MM: The work in our paper was quite practical; it doesn’t require very sophisticated mathematics or even physics knowledge. It’s relatively easy to implement and gives researchers and developers a framework to build on that has proved quite successful in commercial applications, particularly in the visual effects industry. I believe the ease of implementation has helped the work to have a long-lasting impact.
The project was ambitious in the sense that we tried to push our unified representation to as many different types of dynamics as possible and tried to push GPU multi-physics in ways that hadn’t been tried before, especially for real-time applications.

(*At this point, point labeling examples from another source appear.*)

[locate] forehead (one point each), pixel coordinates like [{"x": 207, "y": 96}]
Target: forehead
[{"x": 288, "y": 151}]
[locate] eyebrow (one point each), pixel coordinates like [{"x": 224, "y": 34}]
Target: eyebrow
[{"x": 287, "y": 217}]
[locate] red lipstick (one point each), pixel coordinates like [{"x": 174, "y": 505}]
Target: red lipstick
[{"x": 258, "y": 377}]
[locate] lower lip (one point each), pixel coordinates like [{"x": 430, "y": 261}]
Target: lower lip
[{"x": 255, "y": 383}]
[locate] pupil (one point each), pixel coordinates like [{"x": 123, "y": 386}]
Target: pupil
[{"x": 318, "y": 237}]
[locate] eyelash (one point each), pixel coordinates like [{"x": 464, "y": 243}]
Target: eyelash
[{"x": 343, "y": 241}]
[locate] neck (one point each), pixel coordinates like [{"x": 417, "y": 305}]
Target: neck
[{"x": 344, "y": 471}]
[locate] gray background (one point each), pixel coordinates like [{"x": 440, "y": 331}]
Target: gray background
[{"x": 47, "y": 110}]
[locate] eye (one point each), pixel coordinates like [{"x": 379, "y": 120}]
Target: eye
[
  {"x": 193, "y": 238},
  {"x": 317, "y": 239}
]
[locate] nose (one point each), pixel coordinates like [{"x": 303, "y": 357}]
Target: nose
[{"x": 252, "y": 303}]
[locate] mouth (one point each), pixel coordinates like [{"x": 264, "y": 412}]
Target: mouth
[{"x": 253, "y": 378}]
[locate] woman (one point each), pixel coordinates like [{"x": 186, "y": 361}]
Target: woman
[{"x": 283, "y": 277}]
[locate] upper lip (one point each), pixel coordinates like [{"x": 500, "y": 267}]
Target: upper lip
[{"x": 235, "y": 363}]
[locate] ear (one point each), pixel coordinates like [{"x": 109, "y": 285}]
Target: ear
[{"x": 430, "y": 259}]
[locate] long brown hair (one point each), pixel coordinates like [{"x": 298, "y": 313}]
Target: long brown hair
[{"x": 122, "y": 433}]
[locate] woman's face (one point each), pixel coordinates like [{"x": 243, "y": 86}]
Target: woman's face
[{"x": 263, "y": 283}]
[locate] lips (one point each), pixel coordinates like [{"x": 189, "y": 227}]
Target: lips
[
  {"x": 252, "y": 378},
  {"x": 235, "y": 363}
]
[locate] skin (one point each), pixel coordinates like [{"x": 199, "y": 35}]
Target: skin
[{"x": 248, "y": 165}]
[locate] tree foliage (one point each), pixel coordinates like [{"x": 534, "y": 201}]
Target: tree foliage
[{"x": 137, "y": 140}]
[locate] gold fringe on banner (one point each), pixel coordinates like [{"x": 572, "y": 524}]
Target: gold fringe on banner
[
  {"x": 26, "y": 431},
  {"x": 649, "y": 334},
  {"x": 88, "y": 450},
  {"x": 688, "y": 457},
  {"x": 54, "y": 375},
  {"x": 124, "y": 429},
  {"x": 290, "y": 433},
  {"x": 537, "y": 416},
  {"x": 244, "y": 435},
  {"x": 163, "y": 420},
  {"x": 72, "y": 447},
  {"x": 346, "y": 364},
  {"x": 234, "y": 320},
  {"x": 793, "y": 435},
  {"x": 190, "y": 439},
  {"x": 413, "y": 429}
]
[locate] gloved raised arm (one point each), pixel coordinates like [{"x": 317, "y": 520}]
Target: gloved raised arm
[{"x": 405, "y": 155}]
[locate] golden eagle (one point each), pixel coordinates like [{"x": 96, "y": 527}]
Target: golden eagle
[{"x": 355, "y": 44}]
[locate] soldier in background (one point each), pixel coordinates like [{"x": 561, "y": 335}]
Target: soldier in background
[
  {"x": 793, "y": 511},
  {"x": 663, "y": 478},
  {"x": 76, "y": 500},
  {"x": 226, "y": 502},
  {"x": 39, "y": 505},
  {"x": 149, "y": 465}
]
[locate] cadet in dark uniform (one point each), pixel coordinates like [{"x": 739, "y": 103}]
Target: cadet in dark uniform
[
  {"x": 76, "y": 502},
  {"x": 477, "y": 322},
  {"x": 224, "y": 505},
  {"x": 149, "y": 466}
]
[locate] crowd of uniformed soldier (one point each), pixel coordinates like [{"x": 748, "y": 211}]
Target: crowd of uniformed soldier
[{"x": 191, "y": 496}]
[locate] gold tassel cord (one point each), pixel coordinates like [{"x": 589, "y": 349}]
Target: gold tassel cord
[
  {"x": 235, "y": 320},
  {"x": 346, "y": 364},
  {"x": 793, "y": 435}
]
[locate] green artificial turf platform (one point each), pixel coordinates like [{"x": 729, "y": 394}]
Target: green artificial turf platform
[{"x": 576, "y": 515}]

SIGGRAPH: “Unified Particle Physics for Real-Time Applications” focuses on performance-critical systems. What have you learned about writing modular, performant, and future-proof software that could benefit each other?
MM: Good API design and software engineering are critically important for the adoption of any technology. Our paper was productized as NVIDIA Flex, a CUDA library that could be integrated into any user application. Designing the API to be efficient, easy to use, and unopinionated about its environment is very important for deployment. I recommend developers take inspiration from some of the great APIs of our time: CUDA, OpenGL, SQLite. These libraries show how to write solid APIs that will stand the test of time.
SIGGRAPH: If you had access to today’s hardware, data, or community resources when you wrote the paper, what would you have done differently or explored further?
MM: I think our method is still attractive in its simplicity; however, the restrictions of previous GPU generations are no longer present, and today I believe we could handle more complex shape representations directly. We now also have numerical optimization methods that reduce some of the approximations we made in the original paper, e.g., Projective Dynamics, Vertex Block Descent, and others have strong guarantees on the solutions they find and are quite practical today (and published at SIGGRAPH!).
SIGGRAPH: This paper has become foundational in computer graphics research. What advice would you give to today’s researchers who hope to make similarly lasting contributions?
MM: Our papers show that practical methods, with an emphasis on engineering, can have a big impact. I would encourage researchers to not treat engineering as an afterthought but something that can help elevate their work and its impact.
Congratulations to Miles and all of the SIGGRAPH 2025 Test-of-Time award winners! We can’t wait to see what awaits SIGGRAPH 2026 as we return to Los Angeles. Submissions open in late 2025.

Miles Macklin is a Senior Director of Simulation Technology at NVIDIA. He received his Ph.D. in Computer Science from the University of Copenhagen for his work on computer graphics, physics-based animation, and robotics. He has published several papers in the proceedings of ACM SIGGRAPH and his research has been integrated into many commercial products including NVIDIA’s Warp and Isaac platforms. His recent work aims to develop robust and efficient frameworks for differentiable programming on GPUs.